#sknebelgets a preview of "Show/Hide Transcript..." in -streams and yeah, that's what the microformats text form starts with. wonder if thats something that can be improved
geoffo joined the channel
#capjamesghalts the Taylor Swift music to listen to TWITWAE
#Loqi[preview] [Danilo] Took about a week of steady work to gain feature parity, but I've got SvelteKit generating a static site via Netlify, and Ghost has been replaced.What a robust community Svelte has. I found backup on nearly everything I needed, from date formatters t...
#capjamesgbkil [KevinMarks] [snarfed] What is the best way to rank documents with attributes that have different data types?
#[snarfed]Sorry, I don't actually know much about IR or search
#capjamesgI have two attributes: vector similarity and time. I want to weigh records published in the last 60 days more than the rest, but not exclude documents further back.
#bkilOr you using some existing library or system perhaps such as Elasticsearch or is this full-custom?
#[KevinMarks]The basic idea is that you convert them into weighting factors and multiply them
#[KevinMarks]Making it clear waht is going on in results is harder.
#capjamesgHow do you do that [KevinMarks]? I struggled with this in IndieWeb Search.
#capjamesgbkil I have a faiss vector datastore and a JSON file that maps the vectors to documents.
#[KevinMarks]With technorati, we had post tables with different time horizons.

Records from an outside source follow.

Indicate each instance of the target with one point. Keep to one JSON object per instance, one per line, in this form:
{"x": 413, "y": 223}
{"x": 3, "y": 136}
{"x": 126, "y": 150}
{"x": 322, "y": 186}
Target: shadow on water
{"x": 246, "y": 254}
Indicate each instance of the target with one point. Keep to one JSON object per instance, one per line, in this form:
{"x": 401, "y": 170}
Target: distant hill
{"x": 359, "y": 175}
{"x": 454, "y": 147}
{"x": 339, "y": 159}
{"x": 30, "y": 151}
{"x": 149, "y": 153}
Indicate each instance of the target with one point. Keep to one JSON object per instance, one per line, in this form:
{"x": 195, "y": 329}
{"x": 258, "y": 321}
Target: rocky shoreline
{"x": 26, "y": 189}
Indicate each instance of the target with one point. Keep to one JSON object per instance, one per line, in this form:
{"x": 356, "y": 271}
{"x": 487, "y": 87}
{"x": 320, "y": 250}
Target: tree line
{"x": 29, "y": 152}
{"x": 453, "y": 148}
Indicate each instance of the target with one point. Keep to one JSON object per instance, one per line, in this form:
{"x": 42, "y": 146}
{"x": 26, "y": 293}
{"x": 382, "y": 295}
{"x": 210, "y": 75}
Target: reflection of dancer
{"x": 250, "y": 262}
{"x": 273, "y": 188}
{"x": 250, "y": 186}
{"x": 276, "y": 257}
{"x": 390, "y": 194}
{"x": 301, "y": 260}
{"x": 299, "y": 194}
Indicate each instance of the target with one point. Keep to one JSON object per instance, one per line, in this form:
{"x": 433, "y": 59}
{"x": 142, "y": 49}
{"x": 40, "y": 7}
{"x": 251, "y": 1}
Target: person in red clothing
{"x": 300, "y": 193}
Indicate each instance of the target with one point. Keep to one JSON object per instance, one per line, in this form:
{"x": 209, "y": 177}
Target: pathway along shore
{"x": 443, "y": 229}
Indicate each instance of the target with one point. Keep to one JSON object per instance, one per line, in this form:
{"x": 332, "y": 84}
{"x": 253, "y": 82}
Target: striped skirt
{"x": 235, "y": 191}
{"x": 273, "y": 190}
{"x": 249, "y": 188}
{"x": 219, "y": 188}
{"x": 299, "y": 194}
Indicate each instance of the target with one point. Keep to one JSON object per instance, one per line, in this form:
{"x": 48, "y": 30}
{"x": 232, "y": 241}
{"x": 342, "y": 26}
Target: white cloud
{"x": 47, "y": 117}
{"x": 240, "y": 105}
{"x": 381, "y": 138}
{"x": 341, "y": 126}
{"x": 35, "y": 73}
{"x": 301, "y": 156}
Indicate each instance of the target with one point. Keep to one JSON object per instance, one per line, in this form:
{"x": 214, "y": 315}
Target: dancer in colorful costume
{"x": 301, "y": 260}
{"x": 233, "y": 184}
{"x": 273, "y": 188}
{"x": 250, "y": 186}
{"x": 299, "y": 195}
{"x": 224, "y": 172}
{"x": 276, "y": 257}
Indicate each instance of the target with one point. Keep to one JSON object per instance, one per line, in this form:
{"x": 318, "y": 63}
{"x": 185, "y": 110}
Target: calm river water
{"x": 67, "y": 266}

We'd look in the "last 24 hours" one first, then the last week, then last 28 days, then full.
#[KevinMarks]This was based on sorting by date primarily, and having very variable in links.
#capjamesgI wanted to ask my Bot something along the lines of "based on things I have said recently in the IndieWeb chat, suggest blog post topics" but the IR mechanism doesn't care about dates.
#bkilSo basically as per the multiplication mentioned by [KevinMarks] , you may multiply the existing weight by the (inverse) of the logarithm of the age of the given document. What base you use for your logarithm is subject for experimentation of course.
#bkilBut I also like the binned approximation above - would probably be less resource intensive as well.
#capjamesgi[0] is an ordered list of indices for items in schema, where the order is the similarity between the user's query (as an embedding vector) and items in the vector data store.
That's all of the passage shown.